Section 2. Representations and Warranties.
Borrower hereby represents and warrants to Lender that:
(a) Borrower is duly organized, validly existing and in
good standing as a corporation in the state of its incorporation,
and is in good standing and is qualified to do business as a
foreign corporation in all other jurisdictions where it is
required to be so qualified, except such jurisdictions, if any,
in which the failure to be so qualified will not have a material
adverse effect on the financial condition, business, assets,
operations or properties of Borrower. Borrower has all requisite
power and authority to own and lease its assets and properties
and to conduct its business in the manner presently conducted by
it.
(b) Borrower has all requisite power and authority to
execute, deliver and perform its obligations under this Agreement
and the execution, delivery and performance by Borrower of this
Agreement has been duly authorized by all requisite action. This
Agreement has been duly executed and delivered by Borrower, and
is the valid and binding obligation of Borrower, enforceable
against Borrower in accordance with its respective terms.

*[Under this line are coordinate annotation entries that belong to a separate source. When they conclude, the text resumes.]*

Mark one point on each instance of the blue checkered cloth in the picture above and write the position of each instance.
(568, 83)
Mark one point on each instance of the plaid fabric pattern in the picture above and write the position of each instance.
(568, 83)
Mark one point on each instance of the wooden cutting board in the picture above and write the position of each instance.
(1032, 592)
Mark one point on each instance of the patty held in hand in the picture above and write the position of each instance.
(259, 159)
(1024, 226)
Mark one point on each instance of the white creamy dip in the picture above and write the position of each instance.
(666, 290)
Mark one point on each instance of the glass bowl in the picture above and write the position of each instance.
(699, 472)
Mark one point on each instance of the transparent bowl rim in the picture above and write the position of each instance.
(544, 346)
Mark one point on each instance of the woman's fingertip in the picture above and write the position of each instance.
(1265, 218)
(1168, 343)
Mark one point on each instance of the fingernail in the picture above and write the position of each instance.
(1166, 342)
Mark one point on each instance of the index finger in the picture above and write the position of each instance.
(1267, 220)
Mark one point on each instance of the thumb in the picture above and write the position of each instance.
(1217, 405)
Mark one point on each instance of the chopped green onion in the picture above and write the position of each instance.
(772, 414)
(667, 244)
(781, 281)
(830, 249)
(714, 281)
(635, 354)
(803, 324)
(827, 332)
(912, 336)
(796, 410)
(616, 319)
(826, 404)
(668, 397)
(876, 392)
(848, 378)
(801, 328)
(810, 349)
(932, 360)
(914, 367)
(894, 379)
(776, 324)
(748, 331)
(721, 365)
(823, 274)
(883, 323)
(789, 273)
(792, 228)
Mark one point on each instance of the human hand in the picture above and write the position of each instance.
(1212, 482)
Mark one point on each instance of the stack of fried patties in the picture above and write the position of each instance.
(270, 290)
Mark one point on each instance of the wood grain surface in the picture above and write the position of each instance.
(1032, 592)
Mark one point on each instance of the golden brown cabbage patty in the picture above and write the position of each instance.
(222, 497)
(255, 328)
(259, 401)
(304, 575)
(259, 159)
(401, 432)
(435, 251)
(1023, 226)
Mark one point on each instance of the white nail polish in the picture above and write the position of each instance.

(c) The execution, delivery and performance by Borrower of
this Agreement will not violate or contravene (i) the articles of
incorporation or by-laws of Borrower, (ii) any provision of any
law, rule or regulation applicable to Borrower, (iii) any order,
writ, judgment, injunction, decree, determination or award of any
court or other agency of government to which Borrower is bound,
or (iv) any other agreement, lease, indenture or instrument to
which Borrower is a party or by which Borrower is bound, or be in
conflict with, result in a breach of, or constitute (with due
notice or lapse of time or both) a default under, or result in
the creation or imposition of any lien, charge or encumbrance of
any nature whatsoever, upon any properties or assets of Borrower
pursuant to any such other agreement, lease, indenture or
instrument.
(d) There is no action, suit or proceeding at law or in
equity or by or before any court, governmental instrumentality or
other agency pending, or to Borrower's knowledge, threatened
against, or in any way affecting Borrower which, if adversely
determined, would have a material adverse effect on the business,
operations, properties, assets or condition, financial or
otherwise, of Borrower.
(e) No consent, approval or authorization from, or filing
of any declaration or statement with, any court, governmental
instrumentality or other agency is required in connection with or
as a condition to the execution, delivery or performance of this
Agreement, by Borrower.
(f) Except as set forth in Schedule I attached hereto,
Borrower hereby reaffirms and restates, as of the date hereof,
all of the representations and warranties made by it in the
Credit Agreement, as amended by this Agreement, except to the
extent altered by actions permitted pursuant to the terms thereof
or expressly contemplated pursuant to the terms hereof, or to the
extent Lender has been advised in writing of any inaccuracy with
respect to such representations or warranties and have waived the
same in writing.
(g) No Event of Default exists under the Credit Agreement,
or any event which, with the giving of notice or passage of time
or both, would constitute such an Event of Default, has occurred
which has not been waived in writing by Lender or which will not
be cured upon the execution and delivery by Borrower of this
Agreement.
Section 3. Amendments to Credit Agreement.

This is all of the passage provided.